PKO Ekstraklasa. Legia Warszawa - Lech Poznań. Byli piłkarze obu drużyn liczą na ciekawe widowisko w hicie
Jeszcze kilka lat temu to spotkanie wywoływało wielkie emocje. Teraz zainteresowanie jest mniejsze, ale nadal starcie Legia - Lech jest w polskiej lidze uznawane za hit. Byli piłkarze obu drużyn liczą, że sobotni mecz tych zespołów przyniesie emocje.
Barwy obu zespołów reprezentował również Sylwester Czereszewski. Były napastnik również liczy na zacięty mecz. Szansy na takie właśnie spotkanie upatruje w fakcie, że zarówno Legia jak i Lech nie zajmują na razie dwóch pierwszych pozycji w tabeli PKO Ekstraklasy.

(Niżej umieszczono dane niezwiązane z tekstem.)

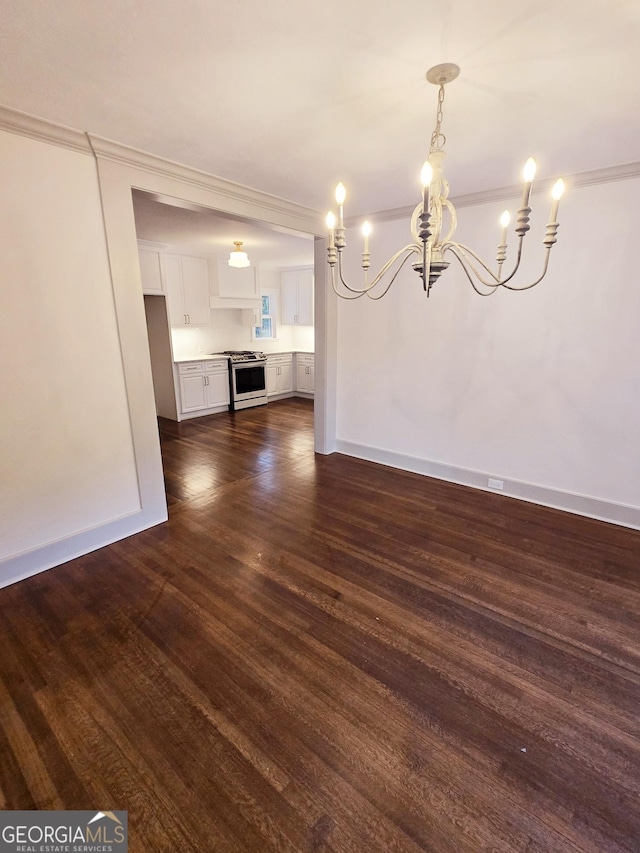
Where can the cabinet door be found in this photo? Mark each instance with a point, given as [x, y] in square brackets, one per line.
[272, 378]
[305, 298]
[285, 379]
[217, 389]
[192, 393]
[150, 270]
[289, 290]
[173, 281]
[195, 287]
[301, 377]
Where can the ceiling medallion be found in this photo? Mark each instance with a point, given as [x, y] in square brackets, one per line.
[432, 237]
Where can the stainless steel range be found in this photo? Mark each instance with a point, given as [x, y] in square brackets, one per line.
[247, 378]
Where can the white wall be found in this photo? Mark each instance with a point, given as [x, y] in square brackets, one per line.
[537, 388]
[80, 462]
[66, 456]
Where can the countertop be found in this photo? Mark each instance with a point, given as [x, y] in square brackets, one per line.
[218, 357]
[201, 357]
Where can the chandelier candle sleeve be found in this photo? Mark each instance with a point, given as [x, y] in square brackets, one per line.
[505, 219]
[331, 225]
[556, 195]
[341, 194]
[366, 231]
[529, 173]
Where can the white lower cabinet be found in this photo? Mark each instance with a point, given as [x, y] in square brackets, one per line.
[305, 373]
[279, 374]
[204, 385]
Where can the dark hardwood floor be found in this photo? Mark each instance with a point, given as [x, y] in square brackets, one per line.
[322, 654]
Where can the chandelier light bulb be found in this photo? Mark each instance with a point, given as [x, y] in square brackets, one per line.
[237, 257]
[366, 231]
[529, 171]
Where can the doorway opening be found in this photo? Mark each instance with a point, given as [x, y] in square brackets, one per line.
[184, 328]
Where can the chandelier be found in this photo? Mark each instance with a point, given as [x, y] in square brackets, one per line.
[433, 225]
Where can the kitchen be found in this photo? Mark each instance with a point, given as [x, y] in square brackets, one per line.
[223, 336]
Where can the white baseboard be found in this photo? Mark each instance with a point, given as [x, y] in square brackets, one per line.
[622, 514]
[21, 566]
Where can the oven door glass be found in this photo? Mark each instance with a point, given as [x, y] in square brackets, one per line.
[249, 379]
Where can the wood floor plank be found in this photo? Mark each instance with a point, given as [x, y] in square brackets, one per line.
[322, 654]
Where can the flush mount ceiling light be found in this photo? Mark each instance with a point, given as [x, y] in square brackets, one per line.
[238, 258]
[432, 238]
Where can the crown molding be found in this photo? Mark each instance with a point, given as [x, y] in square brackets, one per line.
[307, 219]
[302, 218]
[25, 124]
[608, 174]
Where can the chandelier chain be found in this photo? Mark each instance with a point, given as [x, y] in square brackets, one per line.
[438, 138]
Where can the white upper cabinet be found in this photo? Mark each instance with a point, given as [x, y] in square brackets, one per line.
[151, 269]
[187, 288]
[232, 287]
[297, 297]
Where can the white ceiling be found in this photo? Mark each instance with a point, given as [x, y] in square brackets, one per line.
[203, 231]
[290, 97]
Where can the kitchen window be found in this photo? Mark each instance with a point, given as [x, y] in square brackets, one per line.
[267, 330]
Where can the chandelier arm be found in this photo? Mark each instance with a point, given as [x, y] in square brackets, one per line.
[537, 281]
[497, 280]
[409, 250]
[336, 291]
[385, 291]
[463, 263]
[462, 252]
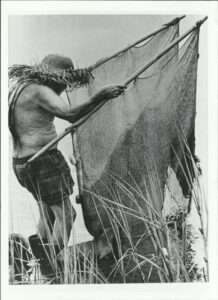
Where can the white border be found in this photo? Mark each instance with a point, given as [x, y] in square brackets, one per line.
[133, 291]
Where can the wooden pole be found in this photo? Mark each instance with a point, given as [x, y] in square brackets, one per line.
[67, 130]
[103, 60]
[158, 56]
[127, 81]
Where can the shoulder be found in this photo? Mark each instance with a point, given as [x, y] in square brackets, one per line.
[41, 92]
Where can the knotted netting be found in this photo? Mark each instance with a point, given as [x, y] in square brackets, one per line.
[127, 146]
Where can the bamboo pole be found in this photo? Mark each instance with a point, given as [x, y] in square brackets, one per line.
[103, 60]
[158, 56]
[126, 82]
[67, 130]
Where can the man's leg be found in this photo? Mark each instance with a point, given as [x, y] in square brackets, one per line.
[46, 220]
[65, 215]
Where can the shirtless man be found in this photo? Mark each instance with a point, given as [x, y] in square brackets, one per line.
[48, 178]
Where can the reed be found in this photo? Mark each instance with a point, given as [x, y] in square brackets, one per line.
[171, 237]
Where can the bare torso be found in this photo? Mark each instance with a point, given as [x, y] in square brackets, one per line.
[33, 125]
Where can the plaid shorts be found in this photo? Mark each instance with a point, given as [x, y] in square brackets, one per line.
[48, 178]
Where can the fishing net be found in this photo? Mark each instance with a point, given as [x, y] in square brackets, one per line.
[127, 146]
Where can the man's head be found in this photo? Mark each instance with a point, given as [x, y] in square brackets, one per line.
[58, 64]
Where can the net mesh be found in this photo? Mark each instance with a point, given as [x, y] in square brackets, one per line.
[127, 146]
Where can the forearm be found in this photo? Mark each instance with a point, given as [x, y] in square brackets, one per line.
[87, 107]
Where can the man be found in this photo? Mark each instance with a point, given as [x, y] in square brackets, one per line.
[33, 104]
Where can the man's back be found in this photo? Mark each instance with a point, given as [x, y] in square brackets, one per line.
[33, 124]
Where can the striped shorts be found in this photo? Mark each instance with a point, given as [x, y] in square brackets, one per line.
[48, 178]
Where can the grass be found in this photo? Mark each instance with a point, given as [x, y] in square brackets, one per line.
[170, 236]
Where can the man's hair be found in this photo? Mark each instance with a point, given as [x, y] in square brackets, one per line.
[56, 63]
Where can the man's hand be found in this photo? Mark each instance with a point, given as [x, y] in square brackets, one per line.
[111, 91]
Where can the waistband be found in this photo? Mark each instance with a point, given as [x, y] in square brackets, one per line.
[23, 160]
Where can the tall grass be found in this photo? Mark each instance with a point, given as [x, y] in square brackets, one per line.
[172, 258]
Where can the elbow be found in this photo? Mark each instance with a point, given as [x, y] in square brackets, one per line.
[67, 115]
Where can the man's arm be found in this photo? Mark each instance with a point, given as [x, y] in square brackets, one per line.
[53, 103]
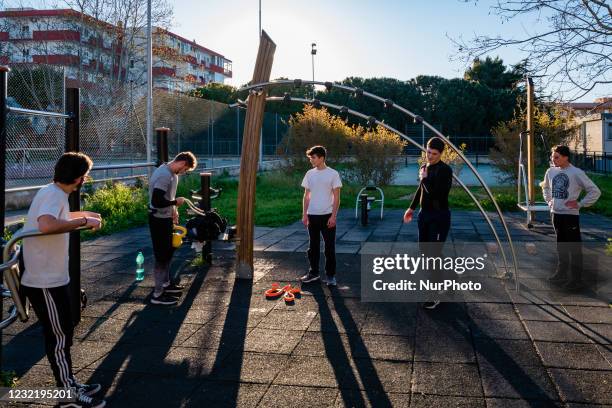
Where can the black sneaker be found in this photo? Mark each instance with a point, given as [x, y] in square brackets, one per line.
[574, 286]
[83, 401]
[174, 289]
[431, 305]
[88, 389]
[557, 277]
[309, 278]
[164, 299]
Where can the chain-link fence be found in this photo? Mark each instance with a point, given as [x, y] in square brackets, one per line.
[113, 127]
[33, 143]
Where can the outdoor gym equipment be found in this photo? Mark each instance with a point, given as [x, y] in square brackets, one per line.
[258, 87]
[522, 187]
[366, 202]
[12, 278]
[526, 177]
[177, 237]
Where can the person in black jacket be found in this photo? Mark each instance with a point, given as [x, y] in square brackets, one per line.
[163, 214]
[432, 196]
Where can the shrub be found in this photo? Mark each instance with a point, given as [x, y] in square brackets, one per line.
[315, 127]
[375, 152]
[120, 206]
[548, 126]
[360, 154]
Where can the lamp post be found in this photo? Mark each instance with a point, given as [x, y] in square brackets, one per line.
[313, 52]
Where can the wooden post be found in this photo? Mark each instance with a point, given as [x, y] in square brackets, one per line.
[250, 158]
[530, 148]
[73, 109]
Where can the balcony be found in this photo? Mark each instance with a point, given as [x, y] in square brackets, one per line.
[56, 35]
[56, 59]
[164, 71]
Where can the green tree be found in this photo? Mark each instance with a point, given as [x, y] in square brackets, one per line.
[216, 92]
[493, 73]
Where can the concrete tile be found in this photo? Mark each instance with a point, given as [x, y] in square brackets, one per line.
[313, 372]
[571, 355]
[298, 396]
[583, 386]
[446, 379]
[506, 353]
[526, 382]
[265, 340]
[556, 331]
[222, 394]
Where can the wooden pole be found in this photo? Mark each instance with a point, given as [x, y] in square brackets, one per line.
[530, 147]
[250, 159]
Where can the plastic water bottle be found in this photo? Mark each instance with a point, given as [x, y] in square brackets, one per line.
[139, 266]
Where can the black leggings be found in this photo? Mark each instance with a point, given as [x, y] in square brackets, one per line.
[569, 245]
[317, 226]
[433, 230]
[52, 307]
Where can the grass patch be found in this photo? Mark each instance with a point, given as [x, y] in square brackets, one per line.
[8, 379]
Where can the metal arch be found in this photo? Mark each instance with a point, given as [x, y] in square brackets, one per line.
[330, 85]
[391, 129]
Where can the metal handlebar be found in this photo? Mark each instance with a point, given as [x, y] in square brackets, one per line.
[12, 275]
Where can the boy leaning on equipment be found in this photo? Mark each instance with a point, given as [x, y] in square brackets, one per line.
[45, 280]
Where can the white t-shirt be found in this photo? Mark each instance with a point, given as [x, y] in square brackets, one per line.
[321, 184]
[46, 258]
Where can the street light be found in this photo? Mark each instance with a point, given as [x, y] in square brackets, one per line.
[313, 52]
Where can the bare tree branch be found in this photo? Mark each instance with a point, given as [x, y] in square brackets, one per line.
[569, 50]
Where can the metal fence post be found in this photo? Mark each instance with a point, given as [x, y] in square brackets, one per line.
[3, 88]
[73, 109]
[162, 145]
[205, 181]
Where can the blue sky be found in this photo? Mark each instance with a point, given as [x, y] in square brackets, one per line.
[385, 38]
[366, 38]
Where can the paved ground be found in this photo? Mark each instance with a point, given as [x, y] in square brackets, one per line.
[226, 345]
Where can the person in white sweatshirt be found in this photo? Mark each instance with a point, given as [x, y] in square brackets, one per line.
[561, 188]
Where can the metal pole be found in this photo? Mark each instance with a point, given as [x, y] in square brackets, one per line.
[149, 85]
[73, 110]
[313, 52]
[423, 135]
[3, 113]
[162, 145]
[205, 181]
[261, 149]
[212, 134]
[530, 147]
[237, 131]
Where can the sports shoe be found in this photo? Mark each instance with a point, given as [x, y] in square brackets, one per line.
[83, 401]
[174, 289]
[574, 286]
[309, 278]
[88, 389]
[557, 277]
[164, 299]
[431, 305]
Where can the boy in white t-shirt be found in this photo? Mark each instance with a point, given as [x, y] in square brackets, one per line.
[45, 280]
[320, 207]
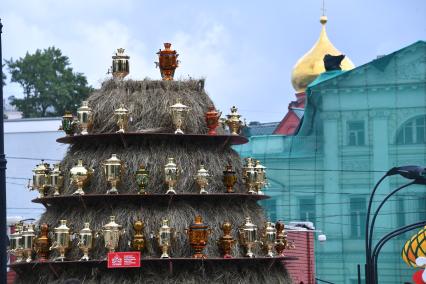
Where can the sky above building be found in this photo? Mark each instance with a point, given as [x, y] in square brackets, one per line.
[245, 49]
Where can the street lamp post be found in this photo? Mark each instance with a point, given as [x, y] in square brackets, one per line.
[415, 173]
[3, 225]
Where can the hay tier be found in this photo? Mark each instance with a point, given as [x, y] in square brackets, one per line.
[150, 141]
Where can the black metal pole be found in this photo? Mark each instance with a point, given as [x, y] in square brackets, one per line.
[359, 273]
[373, 221]
[385, 239]
[3, 225]
[367, 247]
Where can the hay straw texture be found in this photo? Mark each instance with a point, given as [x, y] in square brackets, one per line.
[148, 102]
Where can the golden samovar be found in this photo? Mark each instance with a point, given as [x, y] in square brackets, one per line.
[229, 179]
[42, 243]
[142, 179]
[165, 236]
[249, 176]
[112, 233]
[138, 241]
[40, 179]
[69, 124]
[80, 175]
[167, 62]
[198, 234]
[178, 112]
[202, 179]
[261, 180]
[56, 179]
[121, 115]
[113, 170]
[15, 247]
[226, 242]
[234, 123]
[247, 234]
[62, 241]
[85, 241]
[269, 238]
[171, 172]
[120, 64]
[28, 236]
[85, 117]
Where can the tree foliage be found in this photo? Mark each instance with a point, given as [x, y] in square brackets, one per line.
[50, 86]
[3, 77]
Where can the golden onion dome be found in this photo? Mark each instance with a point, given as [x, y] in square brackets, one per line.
[310, 65]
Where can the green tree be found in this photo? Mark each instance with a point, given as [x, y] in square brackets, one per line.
[3, 77]
[50, 86]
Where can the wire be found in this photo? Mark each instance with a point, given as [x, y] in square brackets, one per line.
[33, 159]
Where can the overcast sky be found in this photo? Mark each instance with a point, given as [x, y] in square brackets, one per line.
[244, 49]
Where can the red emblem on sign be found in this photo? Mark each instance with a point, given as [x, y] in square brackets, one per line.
[124, 259]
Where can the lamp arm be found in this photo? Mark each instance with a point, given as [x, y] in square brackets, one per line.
[373, 221]
[383, 241]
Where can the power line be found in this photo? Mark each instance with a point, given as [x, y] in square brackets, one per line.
[33, 159]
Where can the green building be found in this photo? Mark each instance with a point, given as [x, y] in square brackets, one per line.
[357, 124]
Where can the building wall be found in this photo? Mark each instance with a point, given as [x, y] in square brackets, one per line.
[327, 171]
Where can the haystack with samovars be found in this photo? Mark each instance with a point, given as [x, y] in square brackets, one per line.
[143, 155]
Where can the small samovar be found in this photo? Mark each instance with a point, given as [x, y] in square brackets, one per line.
[40, 179]
[28, 236]
[68, 124]
[226, 242]
[138, 242]
[165, 237]
[121, 115]
[249, 176]
[269, 238]
[212, 120]
[62, 240]
[261, 180]
[247, 234]
[167, 62]
[42, 243]
[282, 243]
[120, 64]
[171, 172]
[85, 117]
[178, 112]
[229, 179]
[198, 234]
[112, 233]
[202, 179]
[15, 239]
[80, 175]
[85, 241]
[113, 170]
[142, 179]
[56, 179]
[234, 123]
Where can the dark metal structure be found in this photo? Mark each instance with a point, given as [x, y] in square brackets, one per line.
[3, 225]
[418, 176]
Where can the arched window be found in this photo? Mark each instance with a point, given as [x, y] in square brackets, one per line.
[413, 131]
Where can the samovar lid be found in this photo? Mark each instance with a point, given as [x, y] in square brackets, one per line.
[62, 228]
[120, 54]
[112, 224]
[121, 110]
[202, 171]
[41, 168]
[79, 168]
[114, 160]
[234, 113]
[86, 229]
[84, 107]
[198, 223]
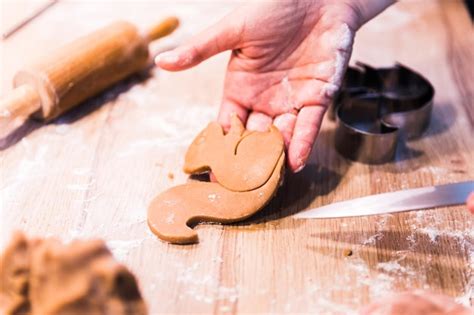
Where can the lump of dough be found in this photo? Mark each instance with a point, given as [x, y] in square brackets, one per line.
[47, 277]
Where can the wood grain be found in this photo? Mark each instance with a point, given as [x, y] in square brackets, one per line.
[92, 173]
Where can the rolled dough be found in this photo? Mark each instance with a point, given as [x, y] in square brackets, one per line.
[250, 163]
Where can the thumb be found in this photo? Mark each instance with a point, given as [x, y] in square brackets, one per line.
[225, 35]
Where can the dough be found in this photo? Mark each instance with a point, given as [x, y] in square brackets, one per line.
[46, 277]
[241, 159]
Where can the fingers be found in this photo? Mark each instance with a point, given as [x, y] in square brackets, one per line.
[225, 35]
[470, 202]
[227, 109]
[258, 121]
[285, 123]
[306, 129]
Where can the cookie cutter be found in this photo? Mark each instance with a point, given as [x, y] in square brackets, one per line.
[376, 108]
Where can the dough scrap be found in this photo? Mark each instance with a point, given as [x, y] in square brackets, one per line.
[240, 160]
[47, 277]
[259, 163]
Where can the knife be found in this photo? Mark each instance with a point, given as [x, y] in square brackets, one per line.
[391, 202]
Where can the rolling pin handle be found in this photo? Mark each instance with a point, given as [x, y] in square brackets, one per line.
[21, 102]
[166, 27]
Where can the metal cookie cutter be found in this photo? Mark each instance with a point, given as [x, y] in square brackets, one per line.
[376, 107]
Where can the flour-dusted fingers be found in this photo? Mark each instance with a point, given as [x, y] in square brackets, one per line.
[225, 35]
[306, 129]
[286, 124]
[229, 108]
[470, 202]
[258, 121]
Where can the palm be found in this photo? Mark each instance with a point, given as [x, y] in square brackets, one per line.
[287, 61]
[281, 74]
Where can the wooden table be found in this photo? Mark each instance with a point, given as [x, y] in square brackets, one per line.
[92, 173]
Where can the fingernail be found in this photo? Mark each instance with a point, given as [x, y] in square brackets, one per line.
[167, 57]
[299, 168]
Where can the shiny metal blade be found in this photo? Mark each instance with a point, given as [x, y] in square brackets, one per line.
[397, 201]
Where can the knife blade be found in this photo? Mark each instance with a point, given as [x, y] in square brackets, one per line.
[391, 202]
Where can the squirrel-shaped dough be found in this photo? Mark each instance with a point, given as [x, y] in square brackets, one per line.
[251, 165]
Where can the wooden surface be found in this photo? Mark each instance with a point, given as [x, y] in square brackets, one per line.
[92, 173]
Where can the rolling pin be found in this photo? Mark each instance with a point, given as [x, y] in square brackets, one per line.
[69, 75]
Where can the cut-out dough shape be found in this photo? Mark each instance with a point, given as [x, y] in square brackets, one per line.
[171, 212]
[240, 160]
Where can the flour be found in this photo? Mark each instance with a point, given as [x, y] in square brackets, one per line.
[122, 248]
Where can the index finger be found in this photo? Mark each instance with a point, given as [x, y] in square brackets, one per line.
[308, 123]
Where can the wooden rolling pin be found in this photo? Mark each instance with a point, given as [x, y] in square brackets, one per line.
[81, 69]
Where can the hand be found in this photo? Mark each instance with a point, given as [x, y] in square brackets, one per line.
[288, 59]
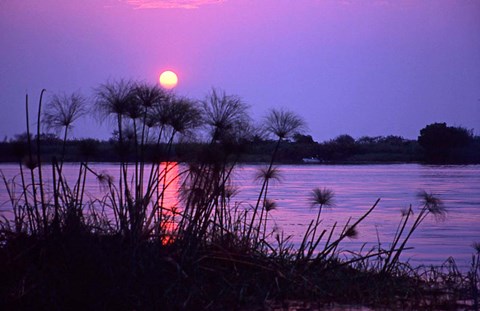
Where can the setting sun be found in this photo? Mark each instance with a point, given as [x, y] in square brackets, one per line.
[168, 79]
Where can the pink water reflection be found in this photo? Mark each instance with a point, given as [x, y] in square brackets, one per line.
[357, 187]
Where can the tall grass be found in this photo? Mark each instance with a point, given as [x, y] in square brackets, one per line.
[131, 249]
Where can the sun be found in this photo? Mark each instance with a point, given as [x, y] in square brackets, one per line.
[168, 79]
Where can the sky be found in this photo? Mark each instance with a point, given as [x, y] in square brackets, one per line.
[363, 68]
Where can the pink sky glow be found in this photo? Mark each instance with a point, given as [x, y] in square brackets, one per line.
[348, 67]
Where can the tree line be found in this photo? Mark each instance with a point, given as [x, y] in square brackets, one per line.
[147, 115]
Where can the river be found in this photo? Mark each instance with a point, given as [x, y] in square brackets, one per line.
[356, 188]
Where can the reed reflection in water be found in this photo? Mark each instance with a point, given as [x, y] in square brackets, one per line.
[356, 188]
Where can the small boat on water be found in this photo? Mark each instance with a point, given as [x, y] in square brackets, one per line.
[311, 160]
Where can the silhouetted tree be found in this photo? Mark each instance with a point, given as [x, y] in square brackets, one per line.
[303, 139]
[444, 143]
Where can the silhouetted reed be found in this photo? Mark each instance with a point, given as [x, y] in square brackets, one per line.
[132, 249]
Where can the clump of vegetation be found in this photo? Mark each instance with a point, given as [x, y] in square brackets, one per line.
[131, 249]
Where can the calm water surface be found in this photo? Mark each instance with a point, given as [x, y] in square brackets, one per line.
[356, 188]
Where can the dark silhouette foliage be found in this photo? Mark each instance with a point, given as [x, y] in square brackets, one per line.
[445, 144]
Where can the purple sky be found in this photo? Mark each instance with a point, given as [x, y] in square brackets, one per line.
[348, 67]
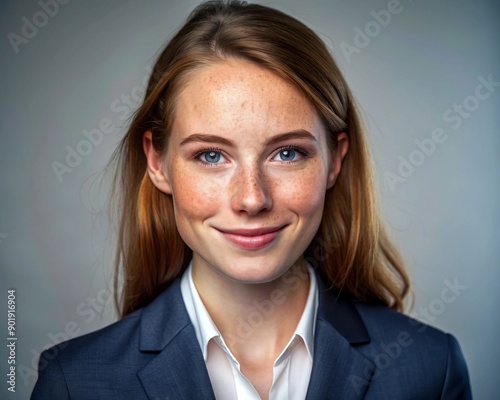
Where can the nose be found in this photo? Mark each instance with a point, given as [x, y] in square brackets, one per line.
[250, 191]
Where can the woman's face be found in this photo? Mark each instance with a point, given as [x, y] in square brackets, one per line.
[247, 166]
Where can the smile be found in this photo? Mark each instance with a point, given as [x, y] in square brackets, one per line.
[252, 239]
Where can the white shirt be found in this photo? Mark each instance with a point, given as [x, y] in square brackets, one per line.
[292, 368]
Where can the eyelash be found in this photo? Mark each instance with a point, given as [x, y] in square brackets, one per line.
[299, 150]
[207, 150]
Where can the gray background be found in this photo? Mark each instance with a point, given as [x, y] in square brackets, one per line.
[71, 75]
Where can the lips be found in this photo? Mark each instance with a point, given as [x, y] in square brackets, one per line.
[252, 239]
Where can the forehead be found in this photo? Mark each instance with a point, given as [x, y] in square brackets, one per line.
[239, 95]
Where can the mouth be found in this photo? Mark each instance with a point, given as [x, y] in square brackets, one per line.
[252, 239]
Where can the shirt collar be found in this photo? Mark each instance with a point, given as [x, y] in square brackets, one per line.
[206, 330]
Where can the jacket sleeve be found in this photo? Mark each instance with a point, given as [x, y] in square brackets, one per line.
[51, 383]
[456, 384]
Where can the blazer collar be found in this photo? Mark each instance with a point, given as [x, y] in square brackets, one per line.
[178, 368]
[339, 370]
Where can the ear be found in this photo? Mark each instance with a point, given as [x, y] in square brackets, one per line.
[156, 164]
[337, 158]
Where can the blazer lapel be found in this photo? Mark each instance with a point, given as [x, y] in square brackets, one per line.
[339, 370]
[177, 370]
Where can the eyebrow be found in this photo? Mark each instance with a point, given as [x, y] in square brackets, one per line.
[202, 137]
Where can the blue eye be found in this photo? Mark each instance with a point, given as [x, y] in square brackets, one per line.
[211, 157]
[287, 154]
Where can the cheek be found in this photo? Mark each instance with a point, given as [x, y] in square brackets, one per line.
[194, 196]
[305, 193]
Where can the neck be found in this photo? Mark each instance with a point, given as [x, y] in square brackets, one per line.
[254, 319]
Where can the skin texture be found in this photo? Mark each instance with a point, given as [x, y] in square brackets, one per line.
[247, 151]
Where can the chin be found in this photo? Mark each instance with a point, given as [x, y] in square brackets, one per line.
[254, 273]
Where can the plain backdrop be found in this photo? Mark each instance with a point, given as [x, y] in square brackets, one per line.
[421, 79]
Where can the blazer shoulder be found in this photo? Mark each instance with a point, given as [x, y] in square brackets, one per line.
[403, 349]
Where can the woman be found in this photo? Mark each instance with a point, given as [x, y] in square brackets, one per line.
[251, 260]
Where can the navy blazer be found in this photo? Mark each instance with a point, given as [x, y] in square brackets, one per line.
[361, 351]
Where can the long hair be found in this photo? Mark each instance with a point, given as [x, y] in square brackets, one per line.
[150, 254]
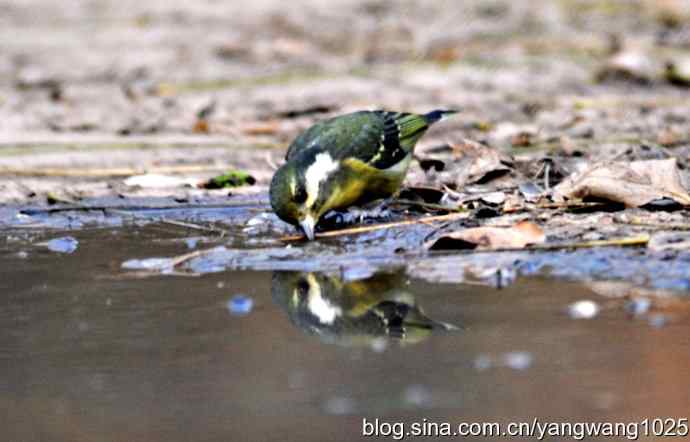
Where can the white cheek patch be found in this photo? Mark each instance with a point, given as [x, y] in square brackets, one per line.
[319, 306]
[317, 173]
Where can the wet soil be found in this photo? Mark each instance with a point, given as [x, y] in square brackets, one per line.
[95, 352]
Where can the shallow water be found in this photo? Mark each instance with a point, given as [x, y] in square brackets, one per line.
[92, 351]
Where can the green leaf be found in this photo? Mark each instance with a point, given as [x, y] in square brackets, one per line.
[233, 178]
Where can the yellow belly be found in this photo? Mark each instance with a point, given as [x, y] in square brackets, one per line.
[361, 183]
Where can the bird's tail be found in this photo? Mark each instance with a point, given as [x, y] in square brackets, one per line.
[438, 115]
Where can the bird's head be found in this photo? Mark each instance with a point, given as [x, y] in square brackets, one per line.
[298, 190]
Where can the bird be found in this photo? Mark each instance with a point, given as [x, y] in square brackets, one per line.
[345, 161]
[354, 313]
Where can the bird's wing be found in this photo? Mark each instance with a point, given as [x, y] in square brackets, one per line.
[395, 138]
[380, 139]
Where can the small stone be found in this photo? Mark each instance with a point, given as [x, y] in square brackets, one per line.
[585, 309]
[518, 360]
[66, 244]
[240, 305]
[340, 406]
[379, 345]
[417, 396]
[658, 320]
[638, 306]
[482, 363]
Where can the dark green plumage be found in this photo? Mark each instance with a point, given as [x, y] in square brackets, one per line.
[362, 135]
[346, 160]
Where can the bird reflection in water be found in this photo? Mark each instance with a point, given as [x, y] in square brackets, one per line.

Czytaj także: Piotr Reiss, były napastnik Lecha Poznań, wspomina dawne mecze z Legią
- Gdyby to był mecz lidera z wiceliderem to mógłby być kit, bo każdy bałby się straty bramki. Jak choćby niedawny mecz Liverpoolu z Manchesterem City. Wszyscy oczekiwali dziesięciu bramek, a skończyło się 0:0. Teraz Lech, a szczególnie Legia są na cenzurowanym i to powinno skutkować dobrym meczem - zapowiedział na łamach sport.tvp.pl Czereszewski.
- Mam nadzieję, że w tym meczu będzie więcej gry niż taktyki - to już z kolei słowa Jarosława Araszkiewicza, który w latach 1983-1990 zdążył zagrać zarówno w klubie z Warszawy jak i Poznania.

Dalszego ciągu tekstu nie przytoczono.